Ni-rich cathode material possesses a considerable theoretical capacity, yet achieving their full capacity potential remains challenging. Elevating its operation voltage is an effective approach, while the stability of Ni-rich cathode material is relatively poor, which is limited by Li+/Ni2+ mixing. Herein, a strategy of cation/anion co-doping is proposed for single-crystal ultrahigh-nickel cathode LiNi0.92Co0.04Mn0.04O2 operated at 4.5 V. The enhancement mechanism is explicitly revealed by in situ/ex situ tests and theory calculations. Specifically, Mo6+ and F- are introduced to construct an appropriate Li+/Ni2+ antisite defects structure at the particle surface, which can maintain the low-defect Li+ layered channel inside the bulk simultaneously, inducing a stable access portal for Li+ transport from the cathode/electrolyte interface.
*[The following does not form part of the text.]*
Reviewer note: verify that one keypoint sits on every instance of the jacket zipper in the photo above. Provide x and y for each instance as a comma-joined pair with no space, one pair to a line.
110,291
More importantly, the Li+/Ni2+ antisite passivation layer on the surface can uphold the stability of Li-layer and optimize the reactive behavior of Ni2+, thus boosting the interfacial stability and reducing the lattice mismatch. As a result, it can achieve high capacity (204 mAh g(-1) at 1 C-degrees) and stable retention during long-term high-voltage measurements both in half-cell (87.1% after 200 cycles) and full-cell (91.9% after 400 cycles). This facile strategy provides a feasible technical reference for further exploiting the ultrahigh-capacity of Ni-rich cathode for commercial application.